The film opens with four contemporary comedians having lunch at Katz's Delicatessen on the Lower East Side of Manhattan: Judy Gold, Jackie Hoffman, Cory Kahaney and Jessica Kirson.
"I actually am only in [the movie] because I wanted a free pastrami sandwich," Gold jokes in a phone interview. "I had no idea it would become a film." Clips from the deli conversation are sprinkled throughout the documentary.
Over a round of Dr. Brown's sodas, the group chats about the six women profiled in the film and what the industry is like today. Gold, author of "25 Questions for a Jewish Mother," calls comedy the most unfeminine profession besides urology.
The stories of the six women are told through archival footage and interviews with experts.
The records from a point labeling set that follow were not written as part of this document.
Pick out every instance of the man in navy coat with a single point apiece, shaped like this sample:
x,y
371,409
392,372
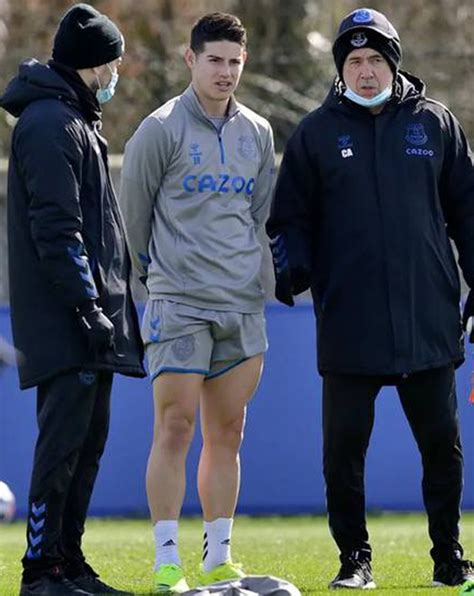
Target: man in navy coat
x,y
372,186
73,318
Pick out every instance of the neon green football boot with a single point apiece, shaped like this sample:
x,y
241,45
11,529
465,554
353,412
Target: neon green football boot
x,y
224,571
169,579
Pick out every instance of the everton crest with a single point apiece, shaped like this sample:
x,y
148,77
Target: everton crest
x,y
247,147
416,134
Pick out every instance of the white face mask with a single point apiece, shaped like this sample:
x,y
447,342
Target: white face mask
x,y
371,102
105,94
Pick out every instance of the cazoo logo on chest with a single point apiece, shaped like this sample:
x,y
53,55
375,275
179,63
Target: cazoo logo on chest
x,y
222,183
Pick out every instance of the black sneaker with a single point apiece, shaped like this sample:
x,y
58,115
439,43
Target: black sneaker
x,y
93,585
453,572
48,585
355,573
85,578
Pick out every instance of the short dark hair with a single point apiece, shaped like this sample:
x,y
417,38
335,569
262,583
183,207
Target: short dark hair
x,y
217,26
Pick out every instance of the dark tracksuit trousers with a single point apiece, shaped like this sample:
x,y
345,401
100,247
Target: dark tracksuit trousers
x,y
429,401
73,411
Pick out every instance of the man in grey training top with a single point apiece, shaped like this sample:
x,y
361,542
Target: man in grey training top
x,y
196,185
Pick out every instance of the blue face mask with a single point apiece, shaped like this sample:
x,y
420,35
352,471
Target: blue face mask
x,y
105,94
372,102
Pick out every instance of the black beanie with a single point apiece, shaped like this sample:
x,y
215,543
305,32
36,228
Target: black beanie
x,y
86,38
367,28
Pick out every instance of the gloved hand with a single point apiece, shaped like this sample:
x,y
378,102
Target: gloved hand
x,y
467,314
291,278
283,291
98,328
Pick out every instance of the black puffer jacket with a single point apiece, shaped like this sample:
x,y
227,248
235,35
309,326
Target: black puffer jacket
x,y
65,235
370,202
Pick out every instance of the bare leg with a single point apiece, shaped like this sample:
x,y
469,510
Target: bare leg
x,y
223,409
176,398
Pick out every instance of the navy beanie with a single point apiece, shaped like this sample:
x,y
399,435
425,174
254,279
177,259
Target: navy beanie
x,y
86,38
367,28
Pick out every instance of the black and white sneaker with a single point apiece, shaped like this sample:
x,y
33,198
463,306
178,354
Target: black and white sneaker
x,y
453,572
49,585
355,573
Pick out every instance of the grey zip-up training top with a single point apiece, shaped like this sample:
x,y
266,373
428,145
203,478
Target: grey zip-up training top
x,y
193,198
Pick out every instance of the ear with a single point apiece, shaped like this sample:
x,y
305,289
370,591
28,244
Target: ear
x,y
189,57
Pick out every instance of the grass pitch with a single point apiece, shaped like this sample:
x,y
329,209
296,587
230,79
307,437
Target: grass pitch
x,y
298,549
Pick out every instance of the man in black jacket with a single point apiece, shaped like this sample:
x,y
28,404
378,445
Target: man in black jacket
x,y
73,317
371,187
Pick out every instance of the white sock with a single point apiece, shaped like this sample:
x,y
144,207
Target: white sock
x,y
166,543
216,547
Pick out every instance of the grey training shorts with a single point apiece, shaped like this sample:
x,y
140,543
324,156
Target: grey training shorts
x,y
185,339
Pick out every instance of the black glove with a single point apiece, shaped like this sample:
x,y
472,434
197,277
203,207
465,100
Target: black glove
x,y
467,314
282,271
292,276
98,329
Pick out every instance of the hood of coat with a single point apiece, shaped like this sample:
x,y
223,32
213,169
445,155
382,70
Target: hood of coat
x,y
35,81
407,87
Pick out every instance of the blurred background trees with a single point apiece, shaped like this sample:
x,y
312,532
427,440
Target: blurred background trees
x,y
290,66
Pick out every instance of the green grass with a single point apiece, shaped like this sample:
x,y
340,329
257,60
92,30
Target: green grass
x,y
295,548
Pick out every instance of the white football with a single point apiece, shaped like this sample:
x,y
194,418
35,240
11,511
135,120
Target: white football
x,y
7,503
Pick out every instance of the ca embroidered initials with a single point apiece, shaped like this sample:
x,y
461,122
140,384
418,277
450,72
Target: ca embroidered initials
x,y
344,143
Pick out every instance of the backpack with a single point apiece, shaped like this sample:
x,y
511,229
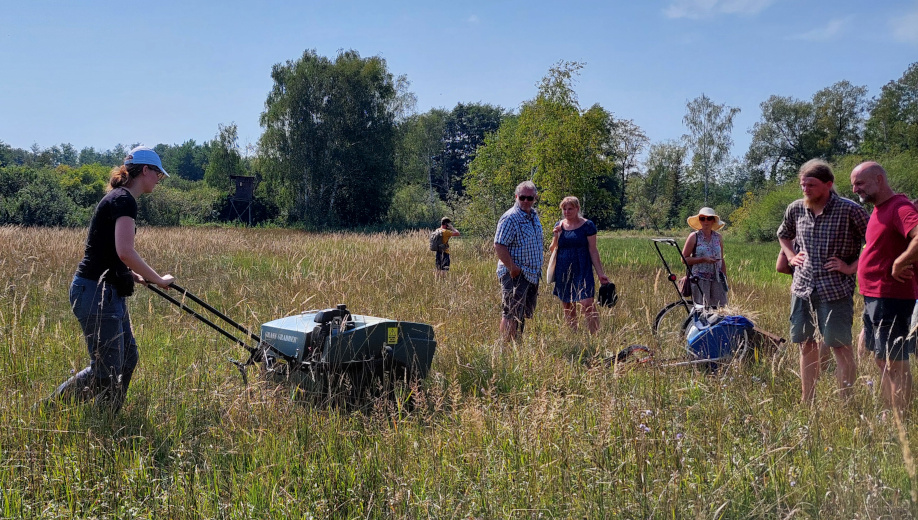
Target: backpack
x,y
436,239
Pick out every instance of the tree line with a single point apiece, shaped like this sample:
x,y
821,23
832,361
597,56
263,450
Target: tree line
x,y
343,146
Ragtime singer Tucker's story illustrates the sacrifices women made to be a performer at the turn of the century. At 17, Tucker left her Hartford, Conn., home and her infant son for a career in vaudeville. Her family and the Jewish community shamed her.
"She was treated like dirt," historian Stephen M. Silverman says in the film. "The very Orthodox housewives in the neighborhood, you know, to them she was a painted lady. Nothing better than a whore."
Talbot includes clips of each of the women performing, like Radner's "Saturday Night Live" mock commercial for "Jewess Jeans." Radner dances around in jeans with a Star of David sewn onto the back pocket. The accompanying jingle:
"They're uptight, all right / Jewess Jeans / She shops the sales for designer clothes / She's got designer nails and a designer nose."
"Making Trouble" marks Talbot's directorial debut. She got involved with the project when director Joan Micklin Silver ("Crossing Delancey") put her in contact with the Jewish Women's Archive, the organization that helped finance the film. Silver had assembled archival clips of female comics for the organization and thought it would make a good feature.
Talbot has produced five feature documentaries for television, including NBC's "The First Five Years of Saturday Night Live." She isn't Jewish, but that didn't diminish her interest in the subject, she says.
Poignant footage includes a 2005 interview with playwright Wasserstein, shortly before she died of lymphoma at 55, and a clip of Radner's 1988 appearance on Gary Shandling's sitcom, which she did during her treatment for ovarian cancer.
The story of Yiddish-speaking performer Picon is more uplifting. Picon got her start in vaudeville and was popular in the 1920s. Her presence in films and the New York theater scene served as a great comfort to new immigrants.
"These were people that were hungry to be entertained," Yiddish singer Adrienne Cooper says in the film. "People went to the theater needing to be communicated with. It wasn't just entertainment. And I think Molly really took that responsibility on. She knew them, she represented them really fully on screen."
"Making Trouble" establishes that although the comedian-as-prostitute stigma has faded, women in the arts still have barriers. Wasserstein was the first female playwright to win a Tony Award a mere 18 years ago.
"When you go to a comedy club and there's three men on the bill, it's a comedy show," Gold says. "When there's three women on the bill, it's a special night. It's 'Girls Night Out!' "
Making Trouble: Three Generations of Funny Jewish Women screens tonight at 9:15 at the AFI Silver Theatre and Cultural Center, 8633 Colesville Rd., Silver Spring. $10. 301-495-6720.